Sinus lifting is the surgical procedure in which we lift the sinus membrane inserting a graft of bone tissue between the upper jaw bone and the sinus membrane. Like this we increase bone height to place 1 or more implants in the upper jaw back area. This procedure can occur either on or before the same day the implants are placed in the area.

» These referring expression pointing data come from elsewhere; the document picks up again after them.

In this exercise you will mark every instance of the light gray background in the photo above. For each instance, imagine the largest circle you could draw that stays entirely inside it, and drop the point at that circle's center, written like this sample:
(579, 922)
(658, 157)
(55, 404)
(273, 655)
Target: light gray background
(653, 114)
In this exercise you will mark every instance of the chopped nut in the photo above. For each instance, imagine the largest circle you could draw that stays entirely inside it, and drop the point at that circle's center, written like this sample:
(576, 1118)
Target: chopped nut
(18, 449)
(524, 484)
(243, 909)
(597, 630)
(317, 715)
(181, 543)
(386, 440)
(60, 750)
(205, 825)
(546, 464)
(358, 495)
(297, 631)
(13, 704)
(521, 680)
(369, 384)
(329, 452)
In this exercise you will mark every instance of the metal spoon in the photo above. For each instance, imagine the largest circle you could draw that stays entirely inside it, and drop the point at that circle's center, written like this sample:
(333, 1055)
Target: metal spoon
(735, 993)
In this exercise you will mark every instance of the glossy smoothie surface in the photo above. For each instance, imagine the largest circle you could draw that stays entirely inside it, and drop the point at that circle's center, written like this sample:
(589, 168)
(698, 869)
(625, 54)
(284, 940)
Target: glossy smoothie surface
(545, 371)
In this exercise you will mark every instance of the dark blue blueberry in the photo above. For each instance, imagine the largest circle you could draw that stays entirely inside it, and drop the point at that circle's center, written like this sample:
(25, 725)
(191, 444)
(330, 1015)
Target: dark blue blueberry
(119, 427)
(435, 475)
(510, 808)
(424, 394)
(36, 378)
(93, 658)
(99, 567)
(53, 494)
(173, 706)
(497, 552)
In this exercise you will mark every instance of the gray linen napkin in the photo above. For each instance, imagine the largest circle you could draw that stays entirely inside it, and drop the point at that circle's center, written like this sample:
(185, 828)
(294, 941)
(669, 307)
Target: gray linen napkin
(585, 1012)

It is the microsurgery in which the upper or lower lip fraenum or the tongue fraenum is cut and removed. Fraenum is called a soft tissue component which begins from the inside of the lips or tongue and ends up in the gums. In certain situations, fraenums may trigger the gums to decline, or a wide gap between the upper jaw 's two front teeth. Fraenums are also removed in young children, except for orthodontic or periodontal reasons, when they have difficulty talking (short tongue fraenum). It is better to release a short tongue fraenum the sooner, before it causes verbal problems in a child. We do this microsurgery at our dental clinic, either with classical surgery or using laser under the influence of local anesthetic.

It is a microsurgery in which we expose a greater part of a tooth, either for biological or orthodontic purposes, where we uncover an impacted or semi-impacted tooth and put it in its position orthodontically.

Whenever we realize from the clinical and radiographic evaluation that a tooth in the mouth cavity can or must no longer remain, then it must be extracted. Extraction may be simple or surgical, under the influence of local anesthetic. In the simple extraction, a sufficient part of the tooth is seen in the mouth, and it is extracted. We give postoperative instructions, although medication or stitches are usually not required. As is often the case with wisdom teeth, little or no part of the tooth is seen in the mouth cavity in surgical extraction. A gum incision is then required, sometimes with removal of a quantity of bone that prevents tooth extraction, and eventually followed by the stitching and administration of postoperative instructions and medication.